Eco-towns are the big sister of low-carbon homes. Simmons, who sits on the Eco-town Challenge Panel set up to test the idea, says that the existing built environment is the more pressing issue.
“We want a strategy that makes all our towns and cities eco-towns and cities.” He is concerned that eco-towns will be seen as off-grid retreats for a green elite. “Everyone should be able to live a green lifestyle conveniently. There is a real worry that being green is seen as something that only the rich can afford.” Even if eco-towns don't materialise, “we will have learnt a lot from the process,” he says.
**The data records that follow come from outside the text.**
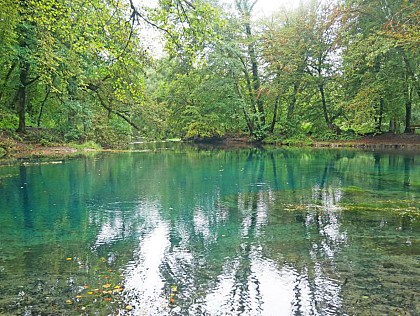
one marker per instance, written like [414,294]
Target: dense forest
[79,70]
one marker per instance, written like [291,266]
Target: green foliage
[85,71]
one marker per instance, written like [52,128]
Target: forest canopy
[87,70]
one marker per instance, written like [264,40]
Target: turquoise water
[212,232]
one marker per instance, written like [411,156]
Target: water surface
[212,232]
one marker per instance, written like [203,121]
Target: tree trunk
[408,110]
[324,104]
[291,107]
[21,96]
[379,118]
[273,122]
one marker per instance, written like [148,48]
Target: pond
[194,231]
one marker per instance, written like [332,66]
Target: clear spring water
[212,232]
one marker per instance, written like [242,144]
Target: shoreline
[17,150]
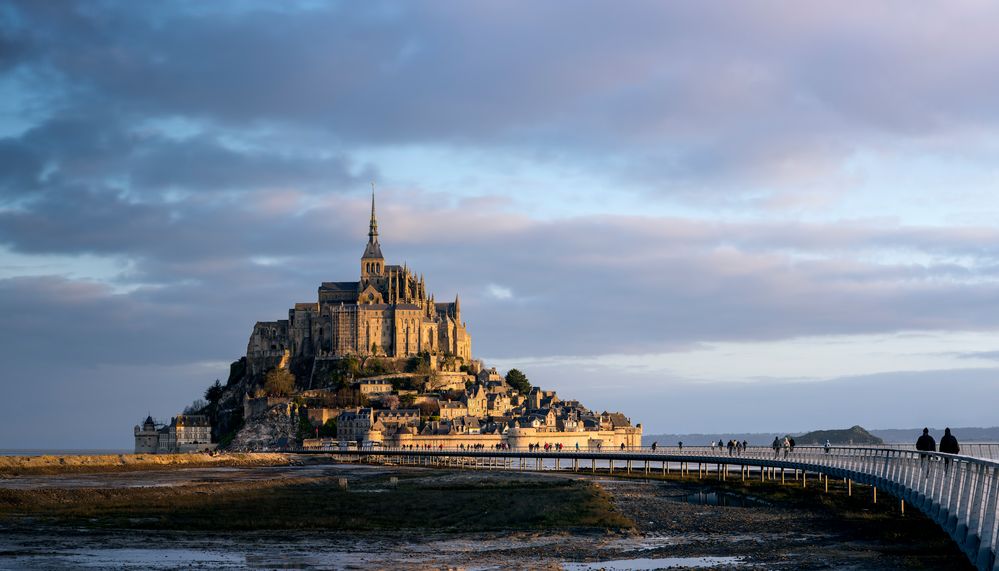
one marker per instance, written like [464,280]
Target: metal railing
[959,492]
At a micro level, issues of national security - food and energy supply - all come back to design. Giving residents space to grow vegetables would improve food security in a shaky economic climate, he says. “These sound like big issues for a design organisation. But how we design our places has a big impact on how we live our lives.”
Uuban Hub 2008
For the first time at the annual party political conferences in September, there will be a co-ordinated programme of fringe events on urban issues. The Urban Hub will bring together Cabe, the Royal Institute of British Architects, the Centre for Cities, the Core Cities Group and the Work Foundation for a series of panel discussions on the issues affecting cities - including housing and neighbourhoods, transport and the role of businesses in city governance. Public Agenda and The Times will be the media partner for all 24 events.